Samedi 7 Décembre, 2019

Un pasteur haïtien en cavale pour viol "présumé" sur 13 mineures

Un pasteur haïtien en cavale pour viol "présumé" sur 13 mineures. Enquête menée par l'Unité de Journalisme d'investigation sur la corruption et d'autres problèmes systémiques (UJICOPS), dirigé par le journalisme Guyler C. Delva

Un pasteur haïtien en cavale pour viol "présumé" sur 13 mineures. Enquête menée par l'Unité de Journalisme d'investigation sur la corruption et d'autres problèmes systémiques (UJICOPS), dirigé par le journalisme Guyler C. Delva

Dans une enquête récente conduite par l'Unité de Journalisme d'investigation sur la corruption et d'autres problèmes systémiques (UJICOPS), des journalistes haïtiens réunis en symbiose ont mis les pieds dans le plat.

Le travail révèle un ensemble d’informations sensibles recensées dans un orphelinat connu sous l’appellation de : "The Goodness of God" (La bonté de Dieu, trad. française), situé à Bon-Repos (comme de la Croix-des-Bouquets, à 12 kilomètres de Port-au-Prince).

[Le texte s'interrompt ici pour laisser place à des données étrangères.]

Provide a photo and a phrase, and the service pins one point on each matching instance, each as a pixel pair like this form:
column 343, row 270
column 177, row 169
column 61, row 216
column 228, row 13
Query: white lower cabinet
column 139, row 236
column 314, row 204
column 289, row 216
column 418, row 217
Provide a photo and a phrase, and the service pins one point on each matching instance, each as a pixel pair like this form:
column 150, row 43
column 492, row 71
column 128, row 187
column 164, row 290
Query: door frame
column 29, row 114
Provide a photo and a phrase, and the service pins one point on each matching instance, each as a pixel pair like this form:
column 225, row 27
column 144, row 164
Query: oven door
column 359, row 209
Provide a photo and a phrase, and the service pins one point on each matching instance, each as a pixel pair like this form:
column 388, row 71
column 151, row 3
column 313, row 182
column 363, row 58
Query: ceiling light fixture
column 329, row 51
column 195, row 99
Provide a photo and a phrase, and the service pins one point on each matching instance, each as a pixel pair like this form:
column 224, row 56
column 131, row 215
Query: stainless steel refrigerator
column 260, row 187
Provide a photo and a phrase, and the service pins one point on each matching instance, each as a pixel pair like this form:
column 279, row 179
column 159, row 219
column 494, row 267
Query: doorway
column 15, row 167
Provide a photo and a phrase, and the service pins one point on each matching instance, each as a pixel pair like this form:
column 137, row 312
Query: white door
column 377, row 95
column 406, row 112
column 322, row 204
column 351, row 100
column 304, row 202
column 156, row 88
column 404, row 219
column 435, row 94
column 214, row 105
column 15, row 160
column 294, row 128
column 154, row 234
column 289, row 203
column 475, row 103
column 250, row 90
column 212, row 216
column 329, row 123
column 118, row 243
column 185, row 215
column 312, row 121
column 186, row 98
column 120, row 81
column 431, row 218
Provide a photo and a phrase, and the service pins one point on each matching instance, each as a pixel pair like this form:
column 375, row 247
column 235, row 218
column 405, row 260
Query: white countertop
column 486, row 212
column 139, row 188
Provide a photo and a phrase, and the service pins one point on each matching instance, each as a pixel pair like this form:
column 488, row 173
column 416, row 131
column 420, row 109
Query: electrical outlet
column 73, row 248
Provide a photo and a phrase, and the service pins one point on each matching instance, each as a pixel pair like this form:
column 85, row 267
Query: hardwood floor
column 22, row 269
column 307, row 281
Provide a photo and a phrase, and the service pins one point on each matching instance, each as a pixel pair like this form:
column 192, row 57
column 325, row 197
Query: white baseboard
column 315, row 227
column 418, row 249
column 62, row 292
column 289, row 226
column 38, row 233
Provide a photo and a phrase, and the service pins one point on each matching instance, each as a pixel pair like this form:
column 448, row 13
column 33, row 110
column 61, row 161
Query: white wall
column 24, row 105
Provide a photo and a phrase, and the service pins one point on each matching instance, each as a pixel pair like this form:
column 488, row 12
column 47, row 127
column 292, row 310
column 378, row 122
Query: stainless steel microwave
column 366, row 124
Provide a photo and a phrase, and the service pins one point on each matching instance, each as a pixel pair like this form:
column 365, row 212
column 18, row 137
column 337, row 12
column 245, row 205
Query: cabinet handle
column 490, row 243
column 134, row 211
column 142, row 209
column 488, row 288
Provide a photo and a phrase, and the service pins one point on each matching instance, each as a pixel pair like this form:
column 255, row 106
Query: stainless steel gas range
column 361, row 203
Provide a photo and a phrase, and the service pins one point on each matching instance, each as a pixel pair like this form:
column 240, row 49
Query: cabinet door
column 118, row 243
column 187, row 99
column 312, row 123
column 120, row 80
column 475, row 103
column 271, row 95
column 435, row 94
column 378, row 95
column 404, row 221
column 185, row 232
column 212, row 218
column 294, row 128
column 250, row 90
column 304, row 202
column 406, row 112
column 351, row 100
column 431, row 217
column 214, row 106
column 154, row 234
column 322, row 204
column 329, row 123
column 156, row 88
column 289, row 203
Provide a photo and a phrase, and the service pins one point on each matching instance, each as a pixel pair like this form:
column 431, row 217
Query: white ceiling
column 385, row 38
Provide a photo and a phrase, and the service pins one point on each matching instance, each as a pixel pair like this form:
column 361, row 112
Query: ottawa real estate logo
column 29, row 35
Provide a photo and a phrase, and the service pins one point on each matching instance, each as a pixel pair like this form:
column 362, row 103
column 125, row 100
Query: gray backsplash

Les résultats de l’investigation présentés cette semaine dans un document de cinq pages, pointent du doigt le révérend pasteur Mérilus Pierre qui aurait abusé sexuellement au moins 13 fillettes ces dernières années. Le journaliste instigateur de l’enquête, correspondant de l'agence Reuters, Guyler C. Delva a confirmé à la rédaction de Loop Haïti qu’il a rencontré physiquement plusieurs de ces victimes, dont la mère de trois d’entre elles.  

« Plusieurs fillettes, dont deux respectivement âgées de 9 et de 11 ans, ont témoigné de ces abus sexuels et d’autres actes de maltraitance répétés, perpétrés par le pasteur que les enfants généralement désignent par le pseudonyme "Gran Papa" », lit-on dans le rapport.

Le journaliste déplore le fait que l’orphelinat "The Goodness of God" continue de fonctionner au grand dam des victimes, tandis que son fondateur est activement recherché depuis juin 2016. Aujourd’hui, le fils du "prédateur sexuel" en cavale assure la bonne marche de l’institution.

« Grand Papa sait jouer dans mon vagin. Le soir, quand on dort, il éteint la lumière et introduit son pénis dans mon vagin. Et il ne veut pas que je pleure. Si je pleure, il me gifle. Mais, je ressens beaucoup de douleur au niveau de mon vagin », a témoigné Rose (pseudonyme), une fillette de 9 ans, admise dans l’enceinte en septembre 2014.

 

Autre élément surprenant de l’investigation. « Max (pseudonyme), un garçon de 8 ans, a déclaré avoir vu (de ses yeux) Mérilus Pierre en train d’avoir des rapports sexuels avec des fillettes dans l’espace de l’orphelinat ». Pire, il a révélé l’identité de cinq autres gosses de son âge informés de ces dérives.

Deux certificats médicaux délivrés, 28 mai 2016, ont constaté au niveau de l’orifice vaginal de Micheline (pseudonyme, 11 ans) de multiples encoches anciennes…et un hymen complètement déchiré. Dans le cas de Rose (pseudonyme), le médecin a observé, au niveau des organes génitaux externes, que la « vulve est souillée de sécrétions blanchâtres ».

Guyler C. Delva dézingue les autorités judiciaires pour leurs irresponsabilités dans la gestion d’un dossier si important. « L'institut du Bien-être social et de Recherches (IBESR) est au courant de l’affaire, mais les responsables n’ont jamais réagi », regrette-t-il. « Ils m’ont fourni des explications regrettables ! », tempête-t-il.

Comment se fait-il qu’une institution étatique ayant la charge de protéger les enfants puisse s’arroger le droit de ne pouvoir rien faire, à savoir fermer les portes de l’orphelinat, pour la simple bonne raison qu’elle n’a pas les moyens de reloger les victimes ? », se questionne de façon perplexe le journaliste habitué des grands dossiers.

S’il est vrai que le document comporte quelques faiblesses, par exemple la transparence dans la collecte des données, le motif de la poursuite judiciaire, l’incapacité à justifier si des garçons ont subi au pif le même sort, il s’avère bien méritoire en raison de l’importance et la complexité des faits évoqués.